3.3 Results

The estimated number of adverse events in a year without PI was 24,705 (21,115 – 37,904). PI reduced the number of adverse events by 19,502 (13,187 – 27,477) to 5,204 (5,179 – 14,375) per year. Most of the averted adverse events were sepsis (51%) and malaria (32%) infections (Table 3.2).

The estimated net present cost per adverse event ranged from $2.70 ($1.36 – $4.77) for syphilis to $1,617.45 ($1,149.76 – $2,269.04) for HBV. Because most HIV, HCV and HBV infections would be subclinical for the first year, over 90% of healthcare spending associated with these three adverse events is estimated to occur in later years (Supplemental Table 8.4). The total net present healthcare costs due to adverse events was $9,910,064 ($6,362,546 – $14,811,006) without PI and $815,046 ($705,824 – $1,716,051) with PI. Of the adverse events evaluated, sepsis infection had only the fourth highest per-case cost at $694.80 ($546.07 – $882.25) but represented the majority of healthcare spending due to adverse events without PI (73%) and the majority of net present healthcare savings due to PI (76%).

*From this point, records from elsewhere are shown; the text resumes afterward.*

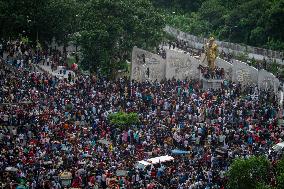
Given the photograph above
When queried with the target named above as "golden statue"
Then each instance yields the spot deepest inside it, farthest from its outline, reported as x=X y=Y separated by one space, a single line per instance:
x=211 y=53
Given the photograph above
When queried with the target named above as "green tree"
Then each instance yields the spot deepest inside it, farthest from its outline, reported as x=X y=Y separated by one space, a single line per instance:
x=110 y=29
x=248 y=173
x=123 y=120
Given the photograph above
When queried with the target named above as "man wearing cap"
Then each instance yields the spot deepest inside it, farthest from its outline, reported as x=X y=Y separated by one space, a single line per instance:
x=211 y=50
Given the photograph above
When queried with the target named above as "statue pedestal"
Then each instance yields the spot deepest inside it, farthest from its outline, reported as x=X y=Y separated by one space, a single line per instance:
x=211 y=83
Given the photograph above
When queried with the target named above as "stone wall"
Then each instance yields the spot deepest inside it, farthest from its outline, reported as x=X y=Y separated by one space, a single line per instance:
x=253 y=52
x=267 y=80
x=147 y=66
x=181 y=66
x=244 y=73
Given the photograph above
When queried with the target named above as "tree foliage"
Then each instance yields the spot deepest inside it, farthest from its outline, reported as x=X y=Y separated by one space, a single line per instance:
x=252 y=22
x=110 y=29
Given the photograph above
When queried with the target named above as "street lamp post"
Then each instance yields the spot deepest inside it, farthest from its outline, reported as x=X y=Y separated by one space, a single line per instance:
x=230 y=34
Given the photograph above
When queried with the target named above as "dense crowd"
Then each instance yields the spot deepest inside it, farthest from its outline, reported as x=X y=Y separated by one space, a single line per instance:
x=50 y=126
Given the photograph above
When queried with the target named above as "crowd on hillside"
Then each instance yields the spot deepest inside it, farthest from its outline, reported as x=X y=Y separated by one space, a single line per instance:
x=50 y=126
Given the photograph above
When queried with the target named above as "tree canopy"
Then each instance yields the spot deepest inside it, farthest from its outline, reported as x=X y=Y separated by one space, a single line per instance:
x=253 y=22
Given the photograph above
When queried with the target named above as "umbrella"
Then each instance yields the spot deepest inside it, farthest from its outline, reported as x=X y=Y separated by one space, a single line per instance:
x=121 y=173
x=20 y=187
x=87 y=155
x=81 y=171
x=11 y=169
x=179 y=152
x=104 y=141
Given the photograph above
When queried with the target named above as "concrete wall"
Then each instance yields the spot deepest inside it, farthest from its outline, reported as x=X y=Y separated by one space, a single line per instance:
x=244 y=73
x=228 y=67
x=253 y=52
x=181 y=66
x=154 y=63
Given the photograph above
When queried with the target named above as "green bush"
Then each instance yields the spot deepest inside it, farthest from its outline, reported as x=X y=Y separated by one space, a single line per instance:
x=123 y=120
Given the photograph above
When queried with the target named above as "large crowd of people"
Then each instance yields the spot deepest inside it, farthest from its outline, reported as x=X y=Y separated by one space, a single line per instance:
x=50 y=126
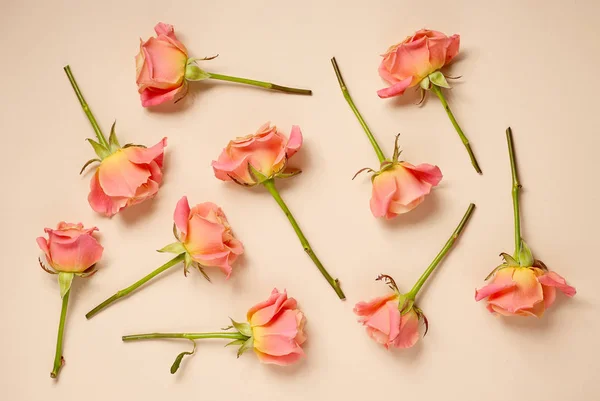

One year of whole blood PI in Ghana would cost an estimated $8,037,191 ($6,412,577 – $9,817,360) and reduce net present healthcare spending by $9,095,019 ($5,462,082 – $13,343,887) due to averted adverse events, resulting in an annual net savings of $1,057,827 (-$2,683,860 – $5,260,235) (Figure 3.2). Whole blood PI led to an overall reduction in net present healthcare spending in 63% of probabilistic sensitivity analysis iterations. For 14 uncertain input parameters, varying the parameter along its uncertainty ranges led to a variation in the annual net savings of PI of $500,000 or more. For 5 parameters, pathogen inactivation was no longer cost-saving at an extreme value of our uncertainty range. One year of PI had a positive net present cost at the minimum value of our uncertainty range for the baseline risk of sepsis (net present cost of $1,915,019), the risk of clinical outcome for sepsis ($1,785,113), the cost per inpatient day ($248,675), and the number of additional inpatient days needed per cinical sepsis infection ($205,533). PI also had a positive net present cost of $612,682 at the maximum value of our uncertainty range for the per-donation cost of PI (Figure 3.3).

Estimated net impact on healthcare spending of whole blood pathogen inactivation.

Figure 3.2: Estimated net impact on healthcare spending of whole blood pathogen inactivation.

Net impact is the cost of pathogen inactivation minus the net present healthcare savings from avert transfusion-related adverse events.


Sensitivity of the net savings of pathogen inactivation to changes in the value of individual input parameters within prespecified uncertainty ranges.

Figure 3.3: Sensitivity of the net savings of pathogen inactivation to changes in the value of individual input parameters within prespecified uncertainty ranges.

Y-axis shows all model parameters for which varying the value along the indicated range while keeping other parameters at their base case value led to a variation of more than $500,000 in the estimated net savings of whole blood pathogen inactivation.


In a scenario analysis where we accounted for one secondary infection for all HBV, HCV, and HIV-infected recipients, the net present health savings from PI increased from $9,095,019 to $10,919,926 ($6,810,970 – $15,632,667) annually. In this scenario, the net impact of PI was an overall reduction in healthcare spending in 89% of probabilistic sensitivity analysis iterations.